We still have to make his order.

Me:
“I am going to have to ask you not to do that, sir.”

Customer:
“Why not? What are you going to do about it?”

Me:
“Well, I suppose I would have to call the police, sir, and I really don’t want to do that.”

Customer:
“Go ahead. I will be gone before they get here.”

Me:
“Well, we do have video, sir, and you did pay by debit so we have your information.”

Customer:
“Just go make my pizza.”

I went back, made his pizza, and spent the next ten minutes watching the video cameras to make sure he didn’t urinate in my lobby.

The One Time You Don’t Have To Turn It Off And On Again

, , , , , | Right | February 27, 2020

To sum up my job, I answer inquiries from inbound calls. While we have a separate Technical Support line we provide to callers with certain issues, it is part of our duties to assist callers with locating information on the website, as well as helping them log into the online services. This call went slightly south and then proceeded to Chile.

Caller:
“Yes, I’m trying to log into [online service] and I’m having trouble. Can you help me?”

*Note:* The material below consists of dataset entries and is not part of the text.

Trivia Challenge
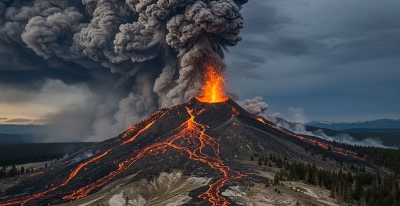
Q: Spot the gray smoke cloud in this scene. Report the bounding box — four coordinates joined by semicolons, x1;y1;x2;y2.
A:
238;96;268;116
0;0;248;140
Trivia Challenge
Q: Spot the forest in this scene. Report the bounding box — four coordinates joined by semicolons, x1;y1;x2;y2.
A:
254;153;400;206
335;142;400;175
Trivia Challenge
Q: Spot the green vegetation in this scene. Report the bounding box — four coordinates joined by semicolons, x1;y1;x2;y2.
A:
335;142;400;175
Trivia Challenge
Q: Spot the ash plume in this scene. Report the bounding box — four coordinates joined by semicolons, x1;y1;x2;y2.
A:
0;0;248;140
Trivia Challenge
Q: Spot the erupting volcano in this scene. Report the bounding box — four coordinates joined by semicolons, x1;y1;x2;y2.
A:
0;62;389;206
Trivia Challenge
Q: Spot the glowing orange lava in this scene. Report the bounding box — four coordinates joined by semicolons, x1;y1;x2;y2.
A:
196;61;228;103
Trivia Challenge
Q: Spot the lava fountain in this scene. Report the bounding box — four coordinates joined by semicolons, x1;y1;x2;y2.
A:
196;61;229;103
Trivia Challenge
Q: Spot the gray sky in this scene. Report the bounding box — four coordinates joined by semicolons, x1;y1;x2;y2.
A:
228;0;400;122
0;0;399;124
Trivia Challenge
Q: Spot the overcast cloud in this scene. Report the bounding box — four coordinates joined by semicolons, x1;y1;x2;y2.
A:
228;0;400;121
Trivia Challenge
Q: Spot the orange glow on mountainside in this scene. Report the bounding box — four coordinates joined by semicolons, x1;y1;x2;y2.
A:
196;62;228;103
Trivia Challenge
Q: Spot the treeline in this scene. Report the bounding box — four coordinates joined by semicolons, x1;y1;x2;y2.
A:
0;163;47;179
252;153;400;206
335;142;400;175
0;142;95;166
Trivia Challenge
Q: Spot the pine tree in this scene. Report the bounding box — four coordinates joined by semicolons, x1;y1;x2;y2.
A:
276;156;283;168
273;172;280;186
9;164;17;177
330;183;336;198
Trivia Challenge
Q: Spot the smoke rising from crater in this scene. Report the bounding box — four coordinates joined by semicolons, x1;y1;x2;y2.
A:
0;0;248;140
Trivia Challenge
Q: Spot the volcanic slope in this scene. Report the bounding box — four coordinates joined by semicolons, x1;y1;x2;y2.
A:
0;97;385;206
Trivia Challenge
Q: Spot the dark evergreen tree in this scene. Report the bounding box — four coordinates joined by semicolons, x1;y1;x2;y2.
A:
273;172;280;186
276;156;283;168
9;164;17;177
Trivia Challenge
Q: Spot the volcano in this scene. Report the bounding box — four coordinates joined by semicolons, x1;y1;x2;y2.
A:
0;97;386;206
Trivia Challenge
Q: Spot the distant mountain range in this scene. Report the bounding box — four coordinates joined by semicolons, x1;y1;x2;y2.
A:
308;119;400;130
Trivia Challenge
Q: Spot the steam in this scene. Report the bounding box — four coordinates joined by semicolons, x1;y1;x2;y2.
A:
238;96;268;116
241;97;395;149
71;151;94;164
0;0;248;140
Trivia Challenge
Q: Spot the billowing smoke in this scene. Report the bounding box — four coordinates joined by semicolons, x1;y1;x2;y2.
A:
238;96;268;116
0;0;248;140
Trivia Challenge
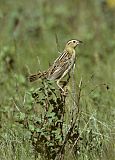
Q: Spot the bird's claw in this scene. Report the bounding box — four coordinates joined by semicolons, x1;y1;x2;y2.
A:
60;87;68;96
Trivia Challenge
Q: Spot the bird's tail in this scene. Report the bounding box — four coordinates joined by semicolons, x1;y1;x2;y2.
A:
29;71;47;82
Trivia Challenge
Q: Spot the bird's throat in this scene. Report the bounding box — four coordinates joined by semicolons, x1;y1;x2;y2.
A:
64;47;75;55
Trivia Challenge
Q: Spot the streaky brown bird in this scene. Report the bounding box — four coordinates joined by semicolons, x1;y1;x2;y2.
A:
29;39;82;91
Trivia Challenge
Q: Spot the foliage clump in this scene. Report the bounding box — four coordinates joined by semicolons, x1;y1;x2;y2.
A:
15;79;104;160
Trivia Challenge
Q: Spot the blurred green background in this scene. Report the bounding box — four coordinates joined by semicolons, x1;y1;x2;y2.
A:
0;0;115;159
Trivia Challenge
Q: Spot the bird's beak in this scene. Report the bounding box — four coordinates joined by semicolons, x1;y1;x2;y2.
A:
77;40;83;44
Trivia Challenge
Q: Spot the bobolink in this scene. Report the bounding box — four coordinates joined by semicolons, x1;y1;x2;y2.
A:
29;39;82;91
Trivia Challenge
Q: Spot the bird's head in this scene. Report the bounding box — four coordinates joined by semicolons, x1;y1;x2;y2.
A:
65;39;83;49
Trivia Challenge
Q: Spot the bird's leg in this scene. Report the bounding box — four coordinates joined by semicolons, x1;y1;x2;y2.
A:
57;70;70;93
57;79;68;95
60;72;71;88
57;79;65;92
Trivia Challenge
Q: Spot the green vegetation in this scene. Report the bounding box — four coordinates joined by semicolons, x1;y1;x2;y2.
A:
0;0;115;160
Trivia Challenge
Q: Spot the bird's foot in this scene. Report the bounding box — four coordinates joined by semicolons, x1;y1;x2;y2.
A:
60;87;68;96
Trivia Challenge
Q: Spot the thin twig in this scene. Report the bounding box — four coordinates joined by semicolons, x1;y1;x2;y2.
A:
55;33;60;53
69;115;93;156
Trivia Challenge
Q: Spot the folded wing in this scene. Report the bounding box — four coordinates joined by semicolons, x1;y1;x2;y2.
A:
47;51;72;80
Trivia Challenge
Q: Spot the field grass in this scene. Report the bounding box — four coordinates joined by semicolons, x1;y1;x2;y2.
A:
0;0;115;160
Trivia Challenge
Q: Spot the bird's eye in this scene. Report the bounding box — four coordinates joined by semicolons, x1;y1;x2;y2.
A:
73;41;76;43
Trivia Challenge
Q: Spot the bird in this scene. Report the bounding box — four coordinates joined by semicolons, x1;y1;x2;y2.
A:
29;39;82;92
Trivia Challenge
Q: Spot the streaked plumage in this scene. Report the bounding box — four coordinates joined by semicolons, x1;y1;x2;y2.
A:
29;39;82;91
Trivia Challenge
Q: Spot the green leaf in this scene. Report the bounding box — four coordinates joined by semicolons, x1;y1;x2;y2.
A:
36;128;42;133
19;112;25;120
29;124;35;132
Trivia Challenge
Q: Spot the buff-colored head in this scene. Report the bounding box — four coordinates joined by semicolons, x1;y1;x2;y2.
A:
65;39;82;49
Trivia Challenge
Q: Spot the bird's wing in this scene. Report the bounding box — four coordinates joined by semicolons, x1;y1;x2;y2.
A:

The caller is identifiably elderly.

Me:
“Certainly! Are you on your computer?”

Caller:
“Yes, I am.”

Me:
“Perfect. I want you to open an Internet browser. Let me know when it’s open.”

Caller:
“Oh, I already have it open, dear.”

Me:
“Okay. I want you to click on the address bar at the top where you type in website addresses, and type this: [website address]. Let me know when the page loads.”

Caller:
“Okay, I did that.”

I describe the website and a large picture on it that I intend to use as a point of reference.

Me:
“There’s a link to the right of the picture that says ‘Login.’ Do you see it?”

Caller:
“I don’t see any picture. I see something for telephone numbers, interest rates, news…”

I am on the website, and none of this is right out in front where she could see it. I’m totally confused.

Me:
“Okay, I want to make sure we’re on the same page. Did you go to [website address]?”

Caller:
“Yes, I typed that in, and I see links for news, telephone numbers, and a bunch of other things. Maybe I’ll try the next page…”

At this point, the lightbulb goes on for me.

Me:
“Ma’am, are you on Google?”

Caller:
*Sounding annoyed* “Yes, yes, I’m on Google. Why can’t I find what you’re talking about?”

Me:
“Okay, I want you to look at the top of the screen. You’ll see a little white bar that says something like [Google’s address] in it. Do you see it?”

Caller:
“Yes, I do.”

Me:
“Okay, click on it, and type [website address].”

Caller:
“Okay.”

I hear the signature “DOOdoo doo DOO” Windows 7 logoff sound over the phone. I am unable to keep the exasperated tone out of my voice.

Me:
“Ma’am… did you just turn your computer off?”

Caller:
“I’m calling back when I can get someone with more patience!”

The Debit Machine Does Not Accept Race Cards

, , , , | Right | February 26, 2020

I work at the front desk at a hotel. A guest is checking in but the debit terminal at the computer is out of order.

Manager:
“Hello, and welcome to the hotel. Do you have a reservation with us?”

Guest:
“Yes.”

Manager:
“Okay, we have you in for one night. The total will be $150; how do you wish to pay today?

Guest:
“Debit, please.”

Manager:
“Okay, sounds great. Unfortunately, my debit terminal is out of order so we will have to use this other one just next to us.”

The working debit machine is literally a three-step side shuffle away.

Guest:
“RACIST!”

They stormed out, and to this day we still don’t know what happened.